The companies - often referred to as "family offices" - approved for the forgivable loans from the Small Business Administration (SBA) included those that oversee money for the family that co-owns the National Basketball Association's Sacramento Kings; the former manager of a multi-billion dollar hedge fund firm; and a serial Las Vegas entrepreneur.

The new data from the US Treasury Department and SBA shows only that the loans were approved from the Paycheck Protection Programme (PPP) but does not say how much was disbursed or if they had been returned or forgiven. Still, it was not always clear why the families found it necessary to apply for emergency cash, usually for less than $1 million, given the substantial funds available implied by having private investing vehicles.

"The PPP was meant for struggling small businesses who aren't able to operate at normal capacity," said Andrew Park, senior policy analyst at Americans for Financial Reform. "This is akin to dipping their hands into a charity jar."

Among those approved: Rothschild Capital Partners LLC, a New York-based firm that manages money for its chief executive, David D. Rothschild and others, got the go-ahead for a loan of up to $350,000 to retain eight jobs. The firm managed approximately $330 million at the end of 2019 on behalf of the Rothschild family and a group of wealthy investors, according to public filings. Representatives for Rothschild did not respond to requests for comment.

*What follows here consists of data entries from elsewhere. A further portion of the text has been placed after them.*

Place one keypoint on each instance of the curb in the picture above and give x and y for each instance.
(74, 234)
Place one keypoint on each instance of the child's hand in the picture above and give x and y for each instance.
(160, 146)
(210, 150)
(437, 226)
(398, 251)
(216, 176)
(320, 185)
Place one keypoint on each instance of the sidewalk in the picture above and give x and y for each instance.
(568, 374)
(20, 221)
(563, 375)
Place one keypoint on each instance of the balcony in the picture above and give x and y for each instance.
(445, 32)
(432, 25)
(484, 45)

The family offices identified by Reuters usually applied for the SBA loans in March or April, when financial markets were substantially lower or some of their portfolio companies were struggling. The Zarrow Family Office LLC in Tulsa, Oklahoma, confirmed to Reuters that it received a PPP loan and said it used the money to support shared staff with its family foundations at a moment when its investments had declined, allowing for continued assistance to local non-profits.

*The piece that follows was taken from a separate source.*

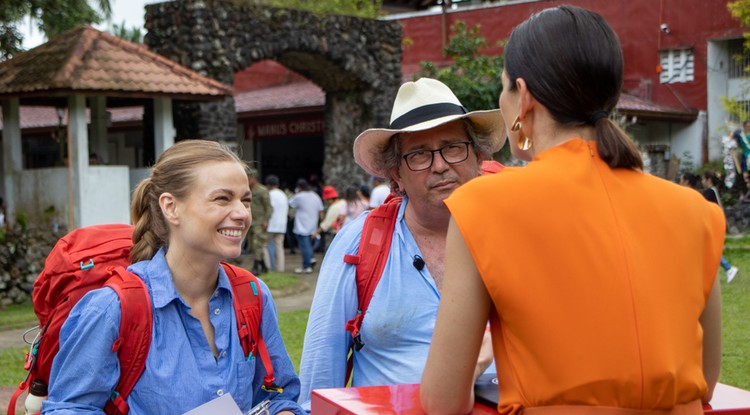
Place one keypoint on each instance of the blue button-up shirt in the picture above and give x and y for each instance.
(181, 371)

The public data shows a loan to Zarrow of between $150,000 and $350,000 and 14 jobs retained. The Anne and Henry Zarrow Foundation had assets of $473 million at the end of 2018, according to a public filing.

"When this national programme became available, the stock market had just experienced a significant loss with projections of more to come," Bill Major, the executive director of Zarrow's foundations, wrote in an email. "The funds were procured to maintain the staff and to maximize the funds available to support non-profits who were in crisis."

About 2,000 firms that manage money or advise on investments, such as hedge funds or wealth advisors (here), were approved for loans, meant to shore up payroll and rent costs for small companies, according to the data released last week. All told, the SBA said in a report, finance and insurance firms represented $12.2 billion across 168,462 loans, about 2.3 per cent of the programme's total lending as of June 30.